Uncle John's Bathroom reader is a fountain of interesting facts. This edition, the 24 Karat Gold Bathroom Reader, is more of the same.

Just a few of the interesting facts contained within:
- Hotdogs were once known as Depression sandwiches
- Banker slang for people who pay their credit cards off every month: deadbeats
- The amount of fat in the total Big Mac's America consumes every year: 35 million pounds
- Jon Stewart's brother is the COO of the New York Stock Exchange
- It is possible to get goosebumps on your face
- A mouse can fit through a hole the diameter of a ballpoint pen
- the average person in the UK drinks as much tea as 23 Italians

View all my reviews

Friday, December 7, 2012

A Drink Before the War

A Drink Before the War (Kenzie & Gennaro, #1)A Drink Before the War by Dennis Lehane
My rating: 4 of 5 stars

As a gang war looms on the horizon, private detectives Patrick Kenzie and Angela Gennara are hired to find a missing woman who stole some documents from a senator. What they find could ignite a race war and burn Boston to the ground...

When I recently got caught up on Robert Crais's Elvis Cole and Joe Pike series, I wondered if I'd find an acceptable crime series to fill the void. Consider the void filled to the point of overflowing.

A Drink Before the War stars PI team Patrick Kenzie and Angela Gennara. Patrick's a PI with unresolved issues with his dead father and not at all secret romantic feelings for his partner. Angie's a tough but beautiful lady with an abusive husband. Their office is in the bell tower of a church. Sound good so far?

The story sees them visiting Boston's dark underbelly in their search for a missing cleaning woman who happens to have some damning documents about a senator and ties to the heads of two rival gangs. The plot is a pressure cooker waiting to whistle. Driving the story along are Patrick and Angela and their complicated relationship.

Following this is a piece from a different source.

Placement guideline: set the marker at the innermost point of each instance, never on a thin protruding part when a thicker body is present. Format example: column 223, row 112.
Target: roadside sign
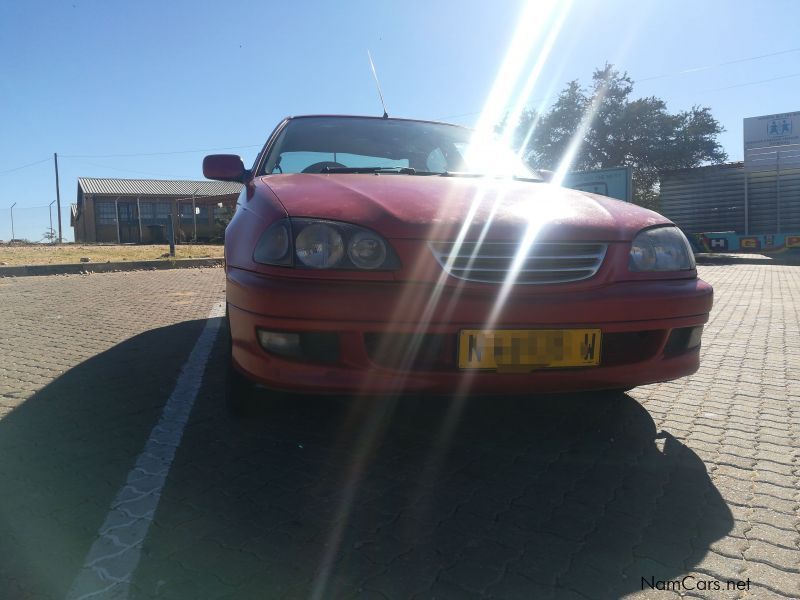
column 772, row 142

Both characters go through the wringer as they discover the truth about what they're after.

Lehane's writing is a notch above most series detective books. I kept noticing lines I would have read out loud if anyone was around to hear them. I like that Lehane didn't make anything easy for Patrick and Angie. Like a lot of good series detective books, the Dorchester setting was almost a character on its own.

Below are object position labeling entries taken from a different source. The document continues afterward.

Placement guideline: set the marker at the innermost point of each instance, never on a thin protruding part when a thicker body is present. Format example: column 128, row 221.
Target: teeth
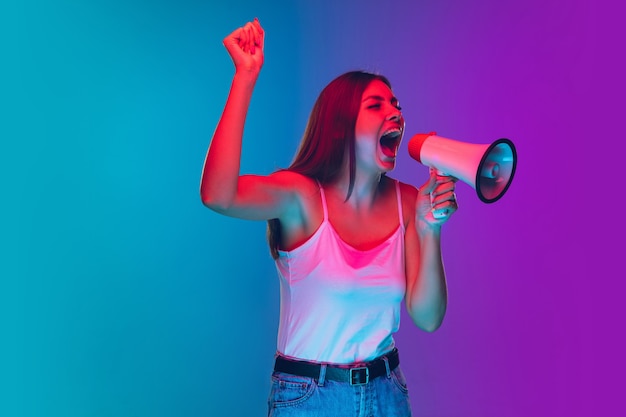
column 395, row 131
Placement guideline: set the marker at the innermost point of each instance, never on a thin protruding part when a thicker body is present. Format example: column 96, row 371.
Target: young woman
column 349, row 242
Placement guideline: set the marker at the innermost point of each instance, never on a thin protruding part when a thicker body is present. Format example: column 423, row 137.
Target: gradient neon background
column 120, row 295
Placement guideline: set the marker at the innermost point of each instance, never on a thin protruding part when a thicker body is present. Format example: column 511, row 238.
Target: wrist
column 246, row 76
column 426, row 229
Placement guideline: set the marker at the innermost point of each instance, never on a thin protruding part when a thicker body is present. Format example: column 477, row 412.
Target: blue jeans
column 293, row 395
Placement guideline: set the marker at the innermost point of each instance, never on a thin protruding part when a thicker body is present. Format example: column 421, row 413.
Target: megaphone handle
column 437, row 214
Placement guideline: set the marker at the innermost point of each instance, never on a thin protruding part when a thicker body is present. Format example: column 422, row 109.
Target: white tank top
column 338, row 304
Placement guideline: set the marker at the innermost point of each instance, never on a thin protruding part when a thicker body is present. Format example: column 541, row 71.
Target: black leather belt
column 357, row 374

A Drink Before the War is damn near perfect for what it is. I hope I don't devour the entire series too fast.

View all my reviews

Sunday, December 2, 2012


Taken (Elvis Cole, #13 / Joe Pike, #4)Taken by Robert Crais
My rating: 4 of 5 stars

A woman hires Elvis Cole to find her kidnapped daughter. Elvis takes the case, only to find himself kidnapped. Can Joe Pike find Elvis before the kidnappers decide to silence him... permanently?

So now I'm finally completely caught up on the adventures of Elvis Cole and Joe Pike. How did this effort stack up to the rest of them? It held its own, that's for certain.

With Taken, Robert Crais put to rest my fears that maybe Crais might start phoning it in. He took a fairy basic kidnapping plot and did great things with it. The thing that sets Taken apart from other kidnapping books is the structure. While I bemoaned Crais's shifting viewpoints in the past, he used it to marvelous effect in this book. The viewpoint shifted between the kidnapping victims, Elvis Cole, Joe Pike, and Jon Stone, not only shifting between characters but jumping around in time as well. It's structure reminded me of Cornell Woolrich's The Bride Wore Black at some points and the movie Boondock Saints at others.

Cole and Pike were their usual selves. Jon Stone, one of Pike's mercenary buddies, has been growing on me in his last few appearances. The kidnappers were a horrible bunch and it was great when they finally got what was coming to them.

That's about it for me. If you've followed Joe and Elvis this far, I can't imagine not reading this book. Four easy stars.